Gender and the Law Prof Blog

Editor: Tracy A. Thomas
University of Akron School of Law

Wednesday, December 4, 2019

Law & Gender Programs at AALS

A Conversation with U.S. Supreme Court Justice Ruth Bader Ginsburg

U.S. Supreme Court Justice Ruth Bader Ginsburg will join in a question and answer session moderated by AALS President Vicki Jackson, Thurgood Marshall Professor of Constitutional Law at Harvard Law School. During the conversation, Justice Ginsburg will discuss her life, career, and commitment to law and to legal education.
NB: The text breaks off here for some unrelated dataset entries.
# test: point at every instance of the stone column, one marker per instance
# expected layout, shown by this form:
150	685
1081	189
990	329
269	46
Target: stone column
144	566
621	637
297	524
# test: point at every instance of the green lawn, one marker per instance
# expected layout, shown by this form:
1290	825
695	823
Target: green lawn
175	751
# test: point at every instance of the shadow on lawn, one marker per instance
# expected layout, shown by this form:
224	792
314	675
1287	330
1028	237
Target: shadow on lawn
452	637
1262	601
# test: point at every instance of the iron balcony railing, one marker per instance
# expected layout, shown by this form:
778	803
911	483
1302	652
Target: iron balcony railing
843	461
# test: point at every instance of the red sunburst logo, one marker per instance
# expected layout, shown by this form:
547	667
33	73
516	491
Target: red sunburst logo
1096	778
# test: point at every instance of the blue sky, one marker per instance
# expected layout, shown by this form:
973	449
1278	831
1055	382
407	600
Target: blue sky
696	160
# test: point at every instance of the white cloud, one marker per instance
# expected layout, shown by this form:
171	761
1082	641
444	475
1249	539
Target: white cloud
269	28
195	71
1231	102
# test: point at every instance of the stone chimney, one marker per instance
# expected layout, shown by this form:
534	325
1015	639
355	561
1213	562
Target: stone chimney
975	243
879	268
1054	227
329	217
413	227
Two programs on the 19th Amendment: Programs on the History and Modern Implications of the 19th Amendment

Discussion Group, The Role of Women as International, Regional, and National Judges

The members of this discussion group are experts who have studied the role of women as adjudicators within international, international criminal, regional, and national tribunals. In this program, they will assess the historical and present role of female judges at different tribunals, examining the premise that women judge differently than men. Discussants will focus on questions of adequate gender representation on these tribunals’ benches and on questions of legitimacy for tribunals whose benches are not particularly gender-diverse. They will also suggest policies that would better enable women to participate in international, regional, and national adjudication and would ameliorate women’s experience on the bench.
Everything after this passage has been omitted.